2. Players Typically Play the Highest Card of a Given Suit Remaining
A player that takes the first trick typically leads another ace. Another player can’t beat them unless they’re entirely out of that suit. Then they can play a spade.
If a player is out of aces, they usually lead with a king of a suit whose ace another player has played.
If Spades players have played the ace and king of a particular suit, then a player may play the queen of the suit.
Remember that after players have played two cards of a particular suit, they’re likely running out of cards in that suit. Since the dealer gives each player 13 cards, they have an average of three cards per suit. Here’s the math:
13 cards ÷ 4 suits = 3.25 cards/suit
Remember that the objective of Spades is to bid how many tricks you’ll win correctly. So it’s essential to know how to bid in Spades.
3. Consider a Player’s Bidding Strategies
This factor can cause a player to overbid or underbid. Such actions may reveal whether a player uses a more aggressive or conservative playing style. You may then better determine the likely cards a player is holding.

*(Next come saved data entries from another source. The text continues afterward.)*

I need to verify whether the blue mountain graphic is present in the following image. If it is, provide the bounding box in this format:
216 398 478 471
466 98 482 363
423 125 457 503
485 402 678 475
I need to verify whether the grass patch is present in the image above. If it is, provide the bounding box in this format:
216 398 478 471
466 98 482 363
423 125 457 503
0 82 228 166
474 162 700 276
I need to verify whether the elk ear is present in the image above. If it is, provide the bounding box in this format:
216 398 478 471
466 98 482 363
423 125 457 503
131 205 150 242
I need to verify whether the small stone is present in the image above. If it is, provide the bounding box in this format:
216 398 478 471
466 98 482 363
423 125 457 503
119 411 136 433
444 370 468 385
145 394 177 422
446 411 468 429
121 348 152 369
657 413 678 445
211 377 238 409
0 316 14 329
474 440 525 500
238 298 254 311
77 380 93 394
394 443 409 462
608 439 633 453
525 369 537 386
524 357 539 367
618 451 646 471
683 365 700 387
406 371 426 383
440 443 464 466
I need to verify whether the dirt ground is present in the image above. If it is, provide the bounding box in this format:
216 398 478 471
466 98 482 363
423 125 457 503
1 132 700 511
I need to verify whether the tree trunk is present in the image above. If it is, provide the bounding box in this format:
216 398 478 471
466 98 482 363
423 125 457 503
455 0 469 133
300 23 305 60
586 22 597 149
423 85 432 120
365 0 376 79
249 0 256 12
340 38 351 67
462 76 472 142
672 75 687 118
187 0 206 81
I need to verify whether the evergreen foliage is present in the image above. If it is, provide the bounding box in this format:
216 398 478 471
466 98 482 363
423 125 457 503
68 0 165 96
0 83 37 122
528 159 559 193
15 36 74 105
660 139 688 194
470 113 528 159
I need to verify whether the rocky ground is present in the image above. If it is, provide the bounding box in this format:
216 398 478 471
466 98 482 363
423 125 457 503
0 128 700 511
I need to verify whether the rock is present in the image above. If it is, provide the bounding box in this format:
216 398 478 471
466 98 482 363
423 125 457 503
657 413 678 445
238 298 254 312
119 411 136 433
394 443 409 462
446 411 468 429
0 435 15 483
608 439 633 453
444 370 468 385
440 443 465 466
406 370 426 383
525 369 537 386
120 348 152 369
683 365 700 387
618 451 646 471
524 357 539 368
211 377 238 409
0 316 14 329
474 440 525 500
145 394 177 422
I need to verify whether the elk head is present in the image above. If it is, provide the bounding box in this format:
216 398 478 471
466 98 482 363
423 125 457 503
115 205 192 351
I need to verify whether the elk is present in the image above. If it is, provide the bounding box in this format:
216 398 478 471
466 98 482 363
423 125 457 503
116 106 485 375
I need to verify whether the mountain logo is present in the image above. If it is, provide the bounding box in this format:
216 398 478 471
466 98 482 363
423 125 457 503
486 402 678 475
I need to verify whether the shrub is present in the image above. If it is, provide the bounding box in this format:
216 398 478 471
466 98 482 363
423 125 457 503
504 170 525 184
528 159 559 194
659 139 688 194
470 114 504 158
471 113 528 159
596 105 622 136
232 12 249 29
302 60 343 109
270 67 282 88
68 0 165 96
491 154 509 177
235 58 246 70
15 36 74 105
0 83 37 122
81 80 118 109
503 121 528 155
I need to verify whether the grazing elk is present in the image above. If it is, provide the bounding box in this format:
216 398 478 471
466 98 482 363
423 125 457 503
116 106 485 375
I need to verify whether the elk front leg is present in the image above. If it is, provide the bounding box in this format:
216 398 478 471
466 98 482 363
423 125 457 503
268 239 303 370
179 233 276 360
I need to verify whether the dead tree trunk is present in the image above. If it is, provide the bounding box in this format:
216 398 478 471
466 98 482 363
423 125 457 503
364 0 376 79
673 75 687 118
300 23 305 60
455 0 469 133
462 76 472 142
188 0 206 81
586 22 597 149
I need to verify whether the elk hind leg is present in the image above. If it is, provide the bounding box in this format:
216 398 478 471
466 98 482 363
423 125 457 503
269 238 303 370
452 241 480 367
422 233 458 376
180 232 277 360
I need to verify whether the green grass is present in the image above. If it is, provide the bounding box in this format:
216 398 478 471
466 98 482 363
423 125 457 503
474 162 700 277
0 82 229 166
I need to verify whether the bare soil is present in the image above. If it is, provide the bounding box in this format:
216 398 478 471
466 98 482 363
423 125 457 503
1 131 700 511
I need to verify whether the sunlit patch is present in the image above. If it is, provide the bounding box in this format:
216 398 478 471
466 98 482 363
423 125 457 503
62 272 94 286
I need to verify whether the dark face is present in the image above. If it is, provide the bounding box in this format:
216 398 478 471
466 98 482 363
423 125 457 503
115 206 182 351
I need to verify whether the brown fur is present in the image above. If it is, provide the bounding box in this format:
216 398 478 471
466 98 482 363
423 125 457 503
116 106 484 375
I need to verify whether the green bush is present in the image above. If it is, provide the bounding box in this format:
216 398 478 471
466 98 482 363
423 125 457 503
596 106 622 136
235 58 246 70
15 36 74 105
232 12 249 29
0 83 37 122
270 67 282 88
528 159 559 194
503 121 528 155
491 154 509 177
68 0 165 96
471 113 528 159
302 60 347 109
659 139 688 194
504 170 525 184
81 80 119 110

4. Players Often Play Spades After Running Out of a Particular Suit
Gamers typically lead a card of a suit of which they have few. An example is one cad. After the player plays all their cards of a particular suit, they may play a spade.
Let’s say a player plays the ace of hearts then plays the two of spades. It’s a likely indicator that the player doesn’t have any hearts left.
5. Consider the Other Players When Opening
You can apply some Bridge strategies in Spades. For example, suppose the opening (first) lead an opponent on your right is a suit in which you hold a king, queen, or jack and some low number cards.
In this case, save the court cards (king, queen, or jack) for later.
6. Players May Try to Hold Onto the Ace or King of Spades
In the song Desperado (1973), the Eagles band claimed, “The queen of hearts is always your best bet,” Well, in Spades, it’s the ace of spades.
If you don’t see the ace or king of spades after several rounds, players may be holding them for the end of the game. It’s particularly true if they need just one more trick to reach their bid.
Remember that exceptions exist when a player should or must play high-value cards like the ace of spades before the end of the game.
Consider this situation. Another player plays a spade, and the player with the ace of spades doesn’t have another spade. The situation forces the player to play the top trump card.
7. Use Strategies to Benefit Your Spades Partner’s Likely Cards
One Spades variation includes two partnerships.
You can use strategies to determine and leverage your partner’s likely hand. Here are some tips:
- Avoid taking a trick from your partner: For example, if you think they counted a card like the king of clubs as a bid, don’t use your ace of clubs unless required.
- Watch for signs a player is out of a suit: Suppose your partner takes a trick by beating one of your high cards. They’re likely running out of that suit.
- Watch which cards your partner plays: Let’s say your partner leads with a middle-value card (for example, 6, 7, or 8). It’s likely the only card in the suit they’re holding.
Making good plays in the game of Spades is crucial to success. Guessing your opponents’ likely remaining cards can take your Spades strategy to the next level.
The tips mentioned above may help you determine whether a player is holding an ace or has run out of a suit.
You can also fine-tune your card game skills by playing spades online. Remember that “practice makes perfect”!